NEW YORK, New York - While the rest of the world was aghast at Donald Trump's stunning, yet shock victory in the U.S. presidential elections Wednesday, with global financial markets having ...
• Investors in the United States shrugged off concerns that a Trump White House wwould herald in sustained uncertainty
NEW YORK, New York - While the rest of the world was aghast at Donald Trump's stunning, yet shock victory in the U.S. presidential elections Wednesday, with financial markets having nothing short of a fit, U,S. stocks soared.
Investors in the United States shrugged off concerns that a Trump White House wwould herald in sustained uncertainty, and ploughed money into bets on a stronger economy and investmen scene resulting from Trump's upset win.

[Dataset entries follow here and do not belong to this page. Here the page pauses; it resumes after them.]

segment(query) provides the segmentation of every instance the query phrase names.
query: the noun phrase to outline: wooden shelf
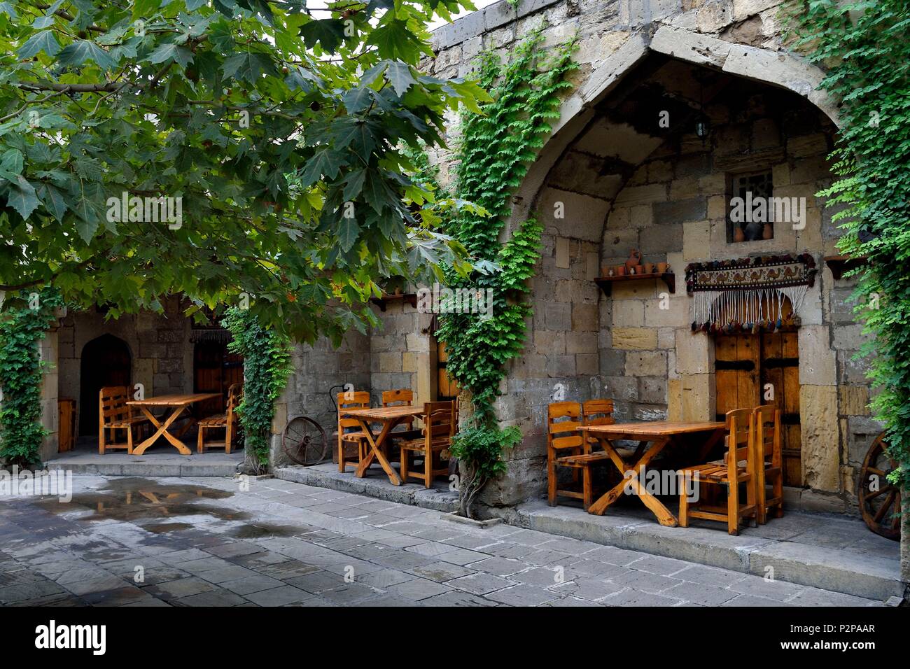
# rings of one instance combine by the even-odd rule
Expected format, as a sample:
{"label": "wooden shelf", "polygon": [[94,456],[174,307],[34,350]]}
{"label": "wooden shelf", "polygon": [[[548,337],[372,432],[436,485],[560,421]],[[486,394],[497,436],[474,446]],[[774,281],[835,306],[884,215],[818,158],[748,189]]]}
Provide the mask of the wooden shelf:
{"label": "wooden shelf", "polygon": [[839,281],[846,272],[861,268],[869,260],[866,258],[851,258],[850,256],[825,256],[824,264],[831,269],[831,276]]}
{"label": "wooden shelf", "polygon": [[417,307],[417,293],[397,293],[395,295],[383,295],[381,298],[370,298],[369,301],[378,305],[380,311],[385,311],[389,302],[404,301],[411,307]]}
{"label": "wooden shelf", "polygon": [[670,289],[671,293],[676,292],[676,275],[672,272],[652,272],[651,274],[632,274],[626,275],[623,274],[622,277],[600,277],[594,279],[594,283],[601,287],[601,290],[603,294],[610,296],[612,291],[613,284],[620,281],[644,281],[649,279],[660,279],[665,284],[667,288]]}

Asian markets began the day with near collapses. Tokyo's Nikkei 225 alone plunged more than 5 percent. Rattled global investors sold off the dollar, buying up the euro and sending it from just over 1.09 to 1.13. The yen, which had weakened to more than 105, soared to nearly 101. Oil prices plummeted four percent. Then European markets kicked in and steadied the panic selling, and by the European close indices were little changed.
Wall Street followed suit and began early to bid up markets. Trading volumes hit their highest levels in five months (since the Brexit vote in June) after Trump stormed the White House and Republicans retained control of the House of Representatives and the Senate.
"Regardless of the fact you had a Republican sweep, there are still checks and balances in place," Art Hogan, chief market strategist at Wunderlich Securities in New York told Reuters Thomson Wednesday.
"So you are going to have some of your more fiscally conservative Republicans that will certainly slow Trump down from doing anything crazy in terms of policy changes."
The Dow Jones on the day finished just short of its strongedt close ever.
"Anything that Trump mentioned during the campaign, any industry he has mentioned, favorably or unfavorably, is moving today big-time," Tim Ghriskey, chief investment officer of Solaris Group in Bedford Hills, New York was quoted by Reuters Thomson as saying.
At the close of trading Wednesday, the Dow Jones industrial average had surged 1.4 percent to end the day at 18,589.69. The closing level was just 0.25 percent away from its August all-time high.
The Standard and Poor's 500 jumped 1.11 percent to 2,163.26, while the Nasdaq Composite climbed 1.11 percent to close at 5,251.07.
On foreign exchange markets the biggest mover was the Mexican peso which plunged nearly 12 percent to a record low at around 20.40. It later retreated below 20.00 to finish the day around 8 percent lower. The government and the Bank of Mexico are believed to be pondering emergency measures to deal with the impact of a Trump win on Mexico.
Despite the gigantic move on the remainder of currency markets Wednesday, by Thursday morning in early Asian Pacific trading, the major currencies had settled back to their levels prior to Wednesday's dramatic moves, helped by Wall Street buying back heavily sold-off positions.
The euro which had soared to 1.1300 a day earlier, was selling at 1.0916 in early trade in Sydney. The Japanese yen, which hit a high of 101.19 on Wednesday, was on the nose at 105. 74. Sterling was little changed at 124.15. The Australian dollar, which hit a high of 0.7780 on Wednesday was friendless at 0.7652.